The root 'unit' of copyright is an 'expression'. When you create an expression of something, you get the rights attached to it by copyright, like the right to distribute that expression, the right to make derivative works, etc.

DoubleClick Plan Falls Short: Privacy advocates prefer opt-in plans, where companies can't collect information unless the consumer has actively provided consent, over opt-out. For a company that promised really hard, honest to never collect data ever, so help them the BBB, only opt-in makes sense for them. Anything else is a lie.

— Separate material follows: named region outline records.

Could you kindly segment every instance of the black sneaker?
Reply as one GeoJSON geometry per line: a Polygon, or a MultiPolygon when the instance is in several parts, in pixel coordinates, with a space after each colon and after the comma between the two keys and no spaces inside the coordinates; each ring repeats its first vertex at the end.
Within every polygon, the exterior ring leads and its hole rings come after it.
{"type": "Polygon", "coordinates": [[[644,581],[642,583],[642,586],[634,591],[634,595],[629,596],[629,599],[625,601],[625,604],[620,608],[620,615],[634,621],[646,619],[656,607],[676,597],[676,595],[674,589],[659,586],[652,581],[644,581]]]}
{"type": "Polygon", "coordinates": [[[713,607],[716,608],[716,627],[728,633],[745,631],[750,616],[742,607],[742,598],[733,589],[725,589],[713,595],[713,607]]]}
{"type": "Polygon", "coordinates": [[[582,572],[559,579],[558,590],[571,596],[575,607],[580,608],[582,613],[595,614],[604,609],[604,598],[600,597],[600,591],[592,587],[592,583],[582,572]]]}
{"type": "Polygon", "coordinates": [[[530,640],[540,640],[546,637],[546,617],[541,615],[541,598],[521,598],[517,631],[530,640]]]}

"E-commerce is a burgeoning business, but there really aren't rules and regulations that stipulate how you'll do business," May said in an interview shortly after the House of Delegates vote. "Primarily the objective was to establish an even-handed treatment of buyer and seller so neither side has the advantage." Bull. If that was the primary objective of the bill, then maybe it might have actually protected the buyer in some significant way, rather then the seller, seller, seller at all costs as the bill is currently set up.

I've written elsewhere that metaphors are not arguments, and a more general expression of that idea is "Metaphors are useful only for explaining, never deciding." (Perhaps On Deciding... Better should do a bit on what I call the 'metaphor' fallacy. I'm tempted to do so myself, it just wouldn't be as good. Too many people thinking about Internet issues resort to metaphors, which unfortunately is a form of intellectual laziness in this environment where so much is new.)

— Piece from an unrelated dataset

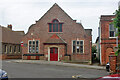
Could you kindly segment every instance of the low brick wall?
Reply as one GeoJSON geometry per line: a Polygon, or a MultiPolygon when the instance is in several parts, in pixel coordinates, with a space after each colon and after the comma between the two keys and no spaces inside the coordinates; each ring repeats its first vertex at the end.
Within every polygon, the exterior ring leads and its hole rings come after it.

Cookies are not stalking. If cookies are to be compared to anything in the real world, it would be radio tagging an animal, except that cookies only work some of the time, and the tags can be removed or rejected (see, even that's not such a good metaphor). You dare not start down the path of creating metaphors for all Internet activity and then start legislating based on that; it will not work. It creates a miasma of legislation and will not 'scale', in engineering parlance; you are constantly creating new special cases for the Internet program du jour.

No no no! This is a thoroughly bad bad bad idea. It may seem like a smart use of the law, but that's smart as in "smart-aleck", not "smart Nobel Prize winner".

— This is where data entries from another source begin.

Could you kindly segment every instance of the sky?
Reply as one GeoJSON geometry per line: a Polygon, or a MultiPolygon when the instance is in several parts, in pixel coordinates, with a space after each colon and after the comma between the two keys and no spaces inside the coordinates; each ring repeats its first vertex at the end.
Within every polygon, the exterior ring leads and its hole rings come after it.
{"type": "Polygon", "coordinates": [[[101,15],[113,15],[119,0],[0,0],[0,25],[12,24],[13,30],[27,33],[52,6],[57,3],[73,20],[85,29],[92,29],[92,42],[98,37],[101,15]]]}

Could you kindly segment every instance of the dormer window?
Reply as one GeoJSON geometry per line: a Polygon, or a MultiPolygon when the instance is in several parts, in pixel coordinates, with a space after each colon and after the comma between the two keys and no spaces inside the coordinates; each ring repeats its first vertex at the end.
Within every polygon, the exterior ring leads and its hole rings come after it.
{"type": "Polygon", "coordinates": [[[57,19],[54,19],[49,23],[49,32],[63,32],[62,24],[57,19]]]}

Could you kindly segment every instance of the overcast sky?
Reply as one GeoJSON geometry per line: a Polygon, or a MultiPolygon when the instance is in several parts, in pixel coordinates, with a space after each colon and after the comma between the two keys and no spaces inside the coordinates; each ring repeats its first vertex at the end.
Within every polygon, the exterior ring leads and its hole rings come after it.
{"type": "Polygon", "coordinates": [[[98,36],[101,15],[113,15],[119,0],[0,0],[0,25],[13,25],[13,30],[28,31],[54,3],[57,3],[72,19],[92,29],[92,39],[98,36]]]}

Do You Yahoo?: The suit alleges that the companies' use of cookies, or little text files written into a personal computer's hard drive to identify a computer user, violates Texas' anti-stalking law.

As one who commented on Jason Snell's piece a day or two ago, I probably have a moral obligation to point to his reply to Dave Winer. (I would still contend that if he had meant to say what he says in that reply, it should have been more clear, but goodness knows my writing isn't perfect either.)